In: Finance
You have the following information for a Croatian company
Revenue (Croatian Kuna) | CDS spread | Standard Dev of gov't bond | Standard Deviation of Stock Market | |
EU (excluding Croatia) | 120 | 0.5% | 4% | 8% |
South-easter Europe | 180 | 3% | 9% | 14% |
Croatia | 250 | 2% | 7% | 12% |
German Euro bond rate = 0.50%. Croatian Gov't Bond, in local currency Kuna has a rate of 4%. Kuna's credit rating is 2%, the same as implied by the CDS spread.
Estimate the cost of equity for this company if a mature market such as US or Germany has an ERP of 5% and its beta=1.56
a.
14.95%
b.
17.45%
c.
11.05%
d.
18.25%
Please show work. Answer 11.05 is incorrect. Thanks
First we will estimate Country risk premium for each country using their respective CDS, Standard Dev of Bond market and Standard Deb of Stock market.

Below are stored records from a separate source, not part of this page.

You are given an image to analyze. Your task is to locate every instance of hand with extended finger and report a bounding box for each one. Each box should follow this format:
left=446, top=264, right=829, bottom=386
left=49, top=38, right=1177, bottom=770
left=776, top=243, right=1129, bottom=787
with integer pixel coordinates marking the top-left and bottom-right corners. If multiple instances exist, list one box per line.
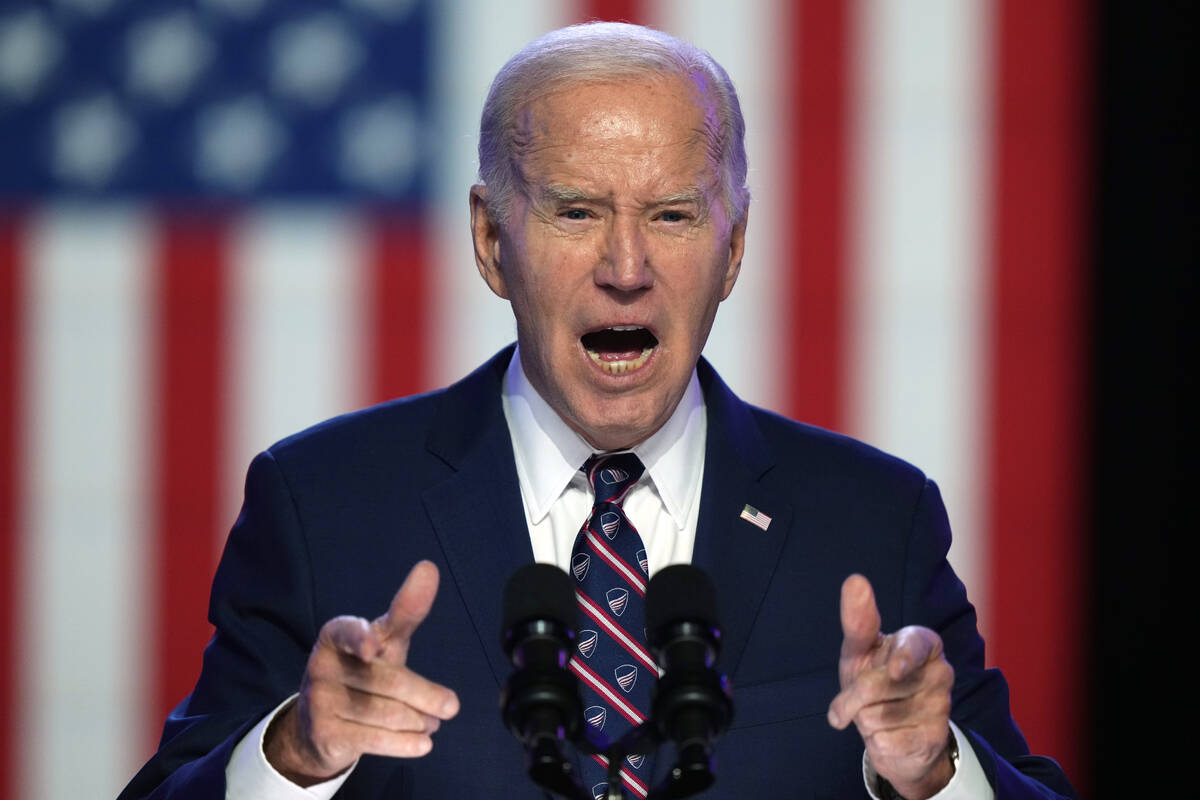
left=827, top=575, right=956, bottom=800
left=264, top=560, right=461, bottom=786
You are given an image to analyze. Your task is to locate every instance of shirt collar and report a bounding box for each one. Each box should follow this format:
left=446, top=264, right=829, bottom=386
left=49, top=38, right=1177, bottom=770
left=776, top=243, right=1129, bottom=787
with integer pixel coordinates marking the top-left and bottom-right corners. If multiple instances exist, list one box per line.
left=501, top=346, right=706, bottom=529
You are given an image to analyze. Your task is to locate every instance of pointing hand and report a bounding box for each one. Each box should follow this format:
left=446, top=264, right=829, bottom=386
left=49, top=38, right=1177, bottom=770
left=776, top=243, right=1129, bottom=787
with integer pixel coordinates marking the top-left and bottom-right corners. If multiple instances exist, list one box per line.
left=264, top=560, right=460, bottom=786
left=827, top=575, right=956, bottom=800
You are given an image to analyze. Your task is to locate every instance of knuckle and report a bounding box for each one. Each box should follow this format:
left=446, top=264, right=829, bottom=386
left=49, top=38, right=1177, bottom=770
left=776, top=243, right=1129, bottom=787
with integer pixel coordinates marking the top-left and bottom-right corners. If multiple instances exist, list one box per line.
left=857, top=667, right=889, bottom=699
left=307, top=713, right=338, bottom=749
left=307, top=657, right=335, bottom=684
left=852, top=704, right=883, bottom=736
left=871, top=727, right=923, bottom=761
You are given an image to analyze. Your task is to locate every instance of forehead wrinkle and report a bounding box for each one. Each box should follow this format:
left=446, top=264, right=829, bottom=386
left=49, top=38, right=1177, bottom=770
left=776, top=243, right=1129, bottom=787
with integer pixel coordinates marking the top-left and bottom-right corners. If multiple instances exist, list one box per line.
left=512, top=79, right=725, bottom=211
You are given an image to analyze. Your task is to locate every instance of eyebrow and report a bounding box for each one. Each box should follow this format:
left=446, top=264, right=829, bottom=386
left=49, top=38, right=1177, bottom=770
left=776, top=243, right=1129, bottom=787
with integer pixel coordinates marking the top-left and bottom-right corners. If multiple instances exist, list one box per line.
left=539, top=184, right=707, bottom=208
left=540, top=184, right=594, bottom=204
left=651, top=188, right=706, bottom=207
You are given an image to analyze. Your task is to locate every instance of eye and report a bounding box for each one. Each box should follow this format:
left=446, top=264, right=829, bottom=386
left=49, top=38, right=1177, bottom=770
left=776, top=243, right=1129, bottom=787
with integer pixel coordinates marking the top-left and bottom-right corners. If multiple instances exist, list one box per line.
left=560, top=208, right=591, bottom=221
left=656, top=209, right=690, bottom=223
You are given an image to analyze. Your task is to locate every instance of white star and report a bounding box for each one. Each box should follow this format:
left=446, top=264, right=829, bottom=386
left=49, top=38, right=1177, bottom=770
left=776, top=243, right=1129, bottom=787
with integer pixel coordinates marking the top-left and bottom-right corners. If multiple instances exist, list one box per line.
left=0, top=9, right=63, bottom=102
left=344, top=0, right=420, bottom=21
left=338, top=96, right=421, bottom=193
left=269, top=13, right=364, bottom=107
left=126, top=11, right=213, bottom=105
left=194, top=96, right=286, bottom=191
left=51, top=94, right=137, bottom=187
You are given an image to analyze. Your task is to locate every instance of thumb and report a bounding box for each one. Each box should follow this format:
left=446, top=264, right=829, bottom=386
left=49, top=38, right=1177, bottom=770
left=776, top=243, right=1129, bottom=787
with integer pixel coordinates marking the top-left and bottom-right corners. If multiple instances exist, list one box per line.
left=839, top=574, right=882, bottom=663
left=373, top=560, right=440, bottom=650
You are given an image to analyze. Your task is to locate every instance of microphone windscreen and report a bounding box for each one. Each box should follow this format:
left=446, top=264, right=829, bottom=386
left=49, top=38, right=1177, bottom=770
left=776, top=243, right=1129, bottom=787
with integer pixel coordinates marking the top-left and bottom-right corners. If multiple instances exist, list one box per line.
left=645, top=564, right=718, bottom=632
left=502, top=563, right=577, bottom=632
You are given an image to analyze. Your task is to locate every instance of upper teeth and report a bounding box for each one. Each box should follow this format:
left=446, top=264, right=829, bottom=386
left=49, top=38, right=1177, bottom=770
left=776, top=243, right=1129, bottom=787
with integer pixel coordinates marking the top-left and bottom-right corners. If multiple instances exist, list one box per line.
left=609, top=325, right=642, bottom=331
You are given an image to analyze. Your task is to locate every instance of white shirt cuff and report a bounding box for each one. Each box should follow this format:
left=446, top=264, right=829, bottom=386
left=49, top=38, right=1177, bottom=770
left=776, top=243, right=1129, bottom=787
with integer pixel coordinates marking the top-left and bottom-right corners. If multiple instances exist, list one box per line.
left=225, top=694, right=357, bottom=800
left=862, top=720, right=993, bottom=800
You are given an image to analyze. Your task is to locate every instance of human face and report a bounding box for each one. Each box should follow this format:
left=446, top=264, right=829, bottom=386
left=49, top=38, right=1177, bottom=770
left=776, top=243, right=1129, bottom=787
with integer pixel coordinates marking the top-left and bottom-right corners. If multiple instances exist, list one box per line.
left=470, top=75, right=746, bottom=451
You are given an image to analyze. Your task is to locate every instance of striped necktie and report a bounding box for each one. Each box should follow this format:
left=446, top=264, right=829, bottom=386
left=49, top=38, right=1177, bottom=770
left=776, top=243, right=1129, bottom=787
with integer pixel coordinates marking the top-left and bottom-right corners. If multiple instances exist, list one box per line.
left=569, top=452, right=655, bottom=800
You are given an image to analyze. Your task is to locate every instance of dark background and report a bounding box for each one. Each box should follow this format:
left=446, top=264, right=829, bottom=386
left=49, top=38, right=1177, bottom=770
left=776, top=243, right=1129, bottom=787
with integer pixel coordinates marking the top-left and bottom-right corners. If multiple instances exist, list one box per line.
left=1091, top=2, right=1191, bottom=795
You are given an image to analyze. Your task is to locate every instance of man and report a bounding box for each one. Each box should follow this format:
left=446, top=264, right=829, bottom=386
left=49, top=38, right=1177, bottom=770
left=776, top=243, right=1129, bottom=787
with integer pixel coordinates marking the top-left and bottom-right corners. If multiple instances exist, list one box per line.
left=119, top=22, right=1076, bottom=800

Country risk premium = Credit Default Spread * (Standard Dev of Stock market / Standard Dev of Bond market)
Croatia
CDS = 2% | StdDev of Bond market = 7% | StdDev of Stock market = 12%
Country risk premium of Croatia = 2% * (12% / 7%) = 3.43%
South-easter Europe
CDS = 3% | StdDev of Bond market = 9% | StdDev of Stock market = 14%
Country risk premium of SE Europe = 3% * (14% / 9%) = 4.67%
EU (excl Croatia)
CDS = 0.5% | StdDev of Bond market = 4% | StdDev of Stock market = 8%
Country risk premium of EU (excl Croatia) = 0.5% * (8% / 4%) = 1%
We will estimate Weights of each country in Company's total revenue.
Total revenue = Sum of all countries revenues = 120 + 180 + 250 = 550
Weight of Croatia = Croatia Revenue / Total Revenue = 250 / 550 = 45.45%
Weight of SE Europe = 180 / 550 = 32.73%
Weight of EU(excl Croatia) = 120 / 550 = 21.82%
Using the weights and Country risk premium, we can find Total country risk premium for the company.
Total Country Risk Premium = Weighted sum of all countries Country Risk Premium (CRP)
Total Country Risk Premium = Weight of Croatia * CRP of Croatia + Weight of SE Europe * CRP of SE Europe + Weight of EU (excl Croatia) * CRP of EU (excl Croatia)
Total Country Risk Premium = 45.45% * 3.43% + 32.73% * 4.67% + 21.82% * 1%
Total Country Risk Premium = 1.56% + 1.52% + 0.22%
Total Country Risk Premium = 3.30%
Mature Country's ERP = 5%
Company's Total Country risk premium should be provided as a return in excess of Mature country's ERP.
Therefore, Company's ERP = Mature Country's ERP + Total Country risk premium
Company's ERP = 5% + 3.30% = 8.30%
Beta of the company = 1.56
Cost of Equity formula = Risk-free rate + Beta * Equity Risk Premium (ERP)
Croatian Govt Bond in local currency = 4% | Default Spread = 2%
Since it is not default-free as it includes Default Spread, therefore, we need to remove the Default Spread from Govt bond yield to find the actual Risk-free rate offered by the govenment.
Croatian Govt bond's risk-free rate = 4% - 2% = 2%
We will use Croatian Govt bond's actual risk-free rate as the risk-free rate for our Cost of Equity calculation.
Cost of Equity of the company = 2% + 1.56 * 8.30%
Cost of Equity of the company = 2% + 12.95%
Cost of Equity of the company = 14.95%
Hence, Company's Cost of Equity is 14.95%, which is Option (a) among the given choices.